他爬到靈泉邊,喝了一口靈泉,頓時感覺渾身發癢,傷口正在癒合,渾身也逐漸有了力氣,溫琅用靈泉洗了一下匕首,對著自己的腿劃了下去,豆大的冷汗像是斷線的珠子,不斷的滾落,打濕溫琅的眼睫,令他的視線逐漸模糊起來。
「嗯……」溫琅咬緊牙關,悶哼一聲,將箭拔了出來,看著自己血肉模糊的腿,溫琅眼前發黑,險些暈過去。
等緩過來之後,他將靈泉澆上去,一陣劇烈的疼痛讓他渾身顫抖,身體痙攣。
他面色和嘴唇蒼白,急促的喘息著,衣衫被血水和冷汗打濕透,汗水滑過背上的傷口,溫琅疼得眼冒金星。
他大概昏迷了有幾分鐘,再次醒來腿上的傷口已經痊癒,也不知道現在是什麼時辰了,溫琅摸了摸自己飢腸轆轆的肚子,背上頂著一根箭,走到果園裡,隨手摘下一顆西紅柿,又摘了些桃子,香蕉,儘量不會讓他費力咀嚼的水果。
等填飽了肚子,溫琅才有力氣思考接下來該怎麼辦。
空間裡根本看不出時間,溫琅也不知道自己昏迷了多久,更不知道外面是什麼情況,可不論過了多長時間,游景殊他們肯定很著急,他得快點回去,背上的箭也需要快點取下來。

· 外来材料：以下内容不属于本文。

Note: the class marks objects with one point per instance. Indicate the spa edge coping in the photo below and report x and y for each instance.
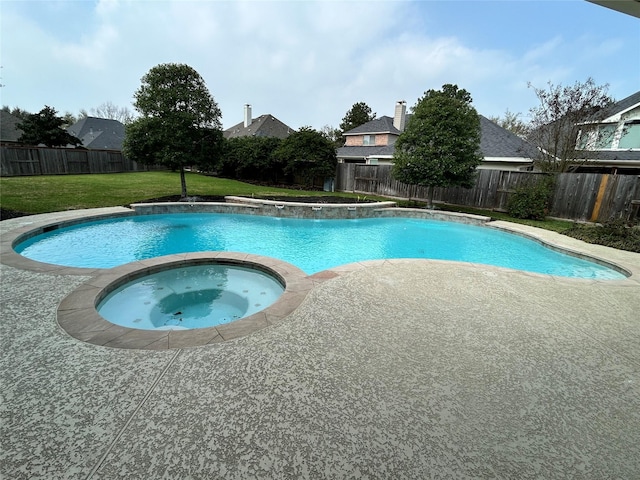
(78, 316)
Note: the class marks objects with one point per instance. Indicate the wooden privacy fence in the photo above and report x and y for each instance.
(16, 161)
(576, 196)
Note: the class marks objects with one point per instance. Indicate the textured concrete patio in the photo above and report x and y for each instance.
(395, 369)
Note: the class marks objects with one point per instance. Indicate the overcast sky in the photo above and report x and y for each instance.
(307, 62)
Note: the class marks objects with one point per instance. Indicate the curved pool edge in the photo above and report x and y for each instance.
(12, 231)
(77, 314)
(625, 262)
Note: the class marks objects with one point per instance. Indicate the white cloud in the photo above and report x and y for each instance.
(306, 63)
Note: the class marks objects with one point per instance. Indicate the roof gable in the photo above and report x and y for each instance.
(383, 124)
(498, 142)
(263, 126)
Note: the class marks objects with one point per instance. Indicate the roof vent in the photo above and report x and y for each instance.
(400, 115)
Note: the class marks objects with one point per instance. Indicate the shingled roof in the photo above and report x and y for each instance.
(383, 124)
(621, 106)
(99, 133)
(263, 126)
(498, 142)
(495, 141)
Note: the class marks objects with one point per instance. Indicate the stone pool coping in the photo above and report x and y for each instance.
(78, 316)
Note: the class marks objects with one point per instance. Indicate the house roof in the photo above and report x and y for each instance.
(495, 141)
(383, 124)
(99, 133)
(612, 113)
(263, 126)
(8, 127)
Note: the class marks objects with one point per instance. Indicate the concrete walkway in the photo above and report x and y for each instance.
(395, 369)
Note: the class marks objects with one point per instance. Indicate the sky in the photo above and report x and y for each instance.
(307, 63)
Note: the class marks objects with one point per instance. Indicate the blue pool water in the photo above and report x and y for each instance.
(311, 245)
(190, 297)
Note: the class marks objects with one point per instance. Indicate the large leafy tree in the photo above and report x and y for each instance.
(562, 112)
(179, 123)
(308, 154)
(440, 147)
(251, 158)
(46, 127)
(359, 114)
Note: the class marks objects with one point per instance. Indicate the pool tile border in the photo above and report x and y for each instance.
(77, 314)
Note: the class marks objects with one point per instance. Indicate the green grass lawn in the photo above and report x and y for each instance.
(52, 193)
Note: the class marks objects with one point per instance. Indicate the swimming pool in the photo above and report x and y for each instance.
(311, 245)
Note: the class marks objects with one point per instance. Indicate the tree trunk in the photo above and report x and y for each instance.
(430, 196)
(183, 183)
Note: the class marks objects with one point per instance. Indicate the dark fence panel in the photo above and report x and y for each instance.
(19, 161)
(576, 196)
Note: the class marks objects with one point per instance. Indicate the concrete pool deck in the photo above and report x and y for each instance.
(391, 369)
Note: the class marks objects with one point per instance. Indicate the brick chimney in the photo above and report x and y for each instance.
(400, 115)
(247, 115)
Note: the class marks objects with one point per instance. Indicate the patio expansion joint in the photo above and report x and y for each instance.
(125, 427)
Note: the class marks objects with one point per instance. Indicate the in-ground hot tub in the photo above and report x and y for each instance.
(188, 297)
(183, 300)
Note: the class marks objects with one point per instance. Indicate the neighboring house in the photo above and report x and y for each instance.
(373, 143)
(263, 126)
(9, 132)
(612, 144)
(99, 133)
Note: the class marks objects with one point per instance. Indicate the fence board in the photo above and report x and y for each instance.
(20, 161)
(574, 195)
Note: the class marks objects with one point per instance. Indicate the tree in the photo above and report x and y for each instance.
(110, 111)
(334, 135)
(179, 121)
(512, 122)
(308, 154)
(16, 112)
(359, 114)
(46, 127)
(556, 121)
(440, 147)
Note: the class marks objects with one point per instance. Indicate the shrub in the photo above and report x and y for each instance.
(614, 233)
(531, 200)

溫琅悄悄打開空間,外面一片漆黑,再往下看是一片霧蒙蒙的萬丈深淵,四周都是懸崖峭壁,根本沒有落腳點。
他有點愁,這空間不能移動位置,進去在什麼地方,出來依舊在什麼地方,這四周沒有落腳的地方,他出去就是死,而且現在外面還是晚上,危險性更高了一層。